Ülkeler, hangi ekonomik faaliyetlerin çevresel veya sosyal açıdan sürdürülebilir kabul edilebileceğini tanımlamaya çalışıyor. Bunu yapmanın bir yolu da taksonomi oluşturmaktır. AB'nin yanı sıra Avustralya, Kanada, Çin, Kolombiya, Endonezya, Japonya, Malezya, Meksika, Güney Afrika, Güney Kore, İsviçre, Rusya ve İngiltere gibi diğer ülkeler de kendi sürdürülebilir finans sınıflandırmalarını oluşturdular. UNCTAD GSFO platformu verilerine göre izlenen 35 ekonomiden 10'u ulusal taksonomi benimserken, 11'i ise ulusal taksonomilerini geliştirme sürecindedir. Sustainable Fetch'in verilerine göre ise Mart 2024 itibarıyla 12 ekonomi ulusal taksonomiyi benimserken, 21 ulusal taksonomi şu anda geliştirilmeye devam ediyor. Türkiye de ulusal taksonomi üzerinde çalışan ülkeler arasında yer alıyor.

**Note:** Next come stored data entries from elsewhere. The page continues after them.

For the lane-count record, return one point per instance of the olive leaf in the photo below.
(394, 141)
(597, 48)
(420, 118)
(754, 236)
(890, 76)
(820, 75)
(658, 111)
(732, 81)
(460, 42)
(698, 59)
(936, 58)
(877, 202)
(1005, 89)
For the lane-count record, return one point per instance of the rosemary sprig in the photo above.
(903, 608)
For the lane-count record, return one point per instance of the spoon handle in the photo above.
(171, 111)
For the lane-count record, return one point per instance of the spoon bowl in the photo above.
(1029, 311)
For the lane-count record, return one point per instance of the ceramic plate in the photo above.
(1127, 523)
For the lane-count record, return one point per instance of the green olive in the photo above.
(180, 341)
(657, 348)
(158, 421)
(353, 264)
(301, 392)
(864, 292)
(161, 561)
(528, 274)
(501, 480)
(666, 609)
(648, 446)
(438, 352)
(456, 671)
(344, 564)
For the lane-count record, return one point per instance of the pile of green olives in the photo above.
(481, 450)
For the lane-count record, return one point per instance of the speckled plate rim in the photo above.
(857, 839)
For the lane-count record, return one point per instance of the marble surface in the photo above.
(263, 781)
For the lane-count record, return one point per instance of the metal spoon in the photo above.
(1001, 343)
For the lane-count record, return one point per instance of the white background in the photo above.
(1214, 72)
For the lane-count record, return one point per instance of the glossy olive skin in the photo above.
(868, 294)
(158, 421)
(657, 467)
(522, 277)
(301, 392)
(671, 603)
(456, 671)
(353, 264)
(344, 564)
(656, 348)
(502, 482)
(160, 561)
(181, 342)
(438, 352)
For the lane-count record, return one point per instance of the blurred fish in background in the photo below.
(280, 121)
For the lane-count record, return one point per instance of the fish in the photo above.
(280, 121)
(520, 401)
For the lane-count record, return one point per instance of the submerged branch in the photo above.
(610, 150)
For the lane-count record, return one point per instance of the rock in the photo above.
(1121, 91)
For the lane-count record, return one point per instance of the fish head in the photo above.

Sürdürülebilir finans ekosistemi "neden" aşamasından "nasıl" aşamasına geçiş yaptı
Finans kurumları, borsalar ve kurumsal yatırımcılar da dahil olmak üzere sürdürülebilir finans ekosisteminin oyuncuları, sürdürülebilirlik risklerinin ve fırsatlarının önemini fark etmiş durumdalar. Sürdürülebilir finans ekosisteminin artık "neden" aşamasından "nasıl" aşamasına geçtiğini görüyoruz. Bu noktada, Avrupa Birliği taksonomisi başta olmak üzere ulusal taksonomiler ve Uluslararası Sürdürülebilirlik Standartları Kurulu (ISSB) tarafından belirlenen standartlar gibi düzenleme ve standartlar, gereksinimleri standartlaştırılmış ve karşılaştırılabilir verilerin geliştirilmesinde ve piyasaya olan güvenin artmasında önemli bir rol oynayacak.
Gelecek yol haritası
Sonuç olarak, uzun vadede sorunların önlenmesinde düzenlemeler, çerçeveler ve standartlar büyük önem taşıyor. Ülkelerin sadece hedefleri tutturmanın ve düzenlemelere uymanın ötesine geçen etki odaklı yaklaşımları benimsemeleri için hızla ulusal taksonomilerini ve standartlarını geliştirmeleri gerekiyor. Ayrıca, gönüllü sürdürülebilir finans uygulamalarından zorunlu uygulamalara kademeli geçişin teşvik edilmesi gerekiyor. Ancak yatırımcılar için finansal kaygıların ele alınması da çok önemli. Uzun vadeli yatırımları teşvik etmek için onların çıkarlarını ve kaygılarını dikkate alan yasal düzenlemelerin yanı sıra, aldıkları riske ve sürdürülebilir katma değere dair içgörü sağlayan standartlar da önemli bir role sahip. Sürdürülebilir yatırım ekosistemindeki kurumsal yatırımcıların ve tüm paydaşların konunun gelişimini yakından takip etmeleri ve ekosistemin gelişimi için iş birliği yapmaları büyük önem taşıyor.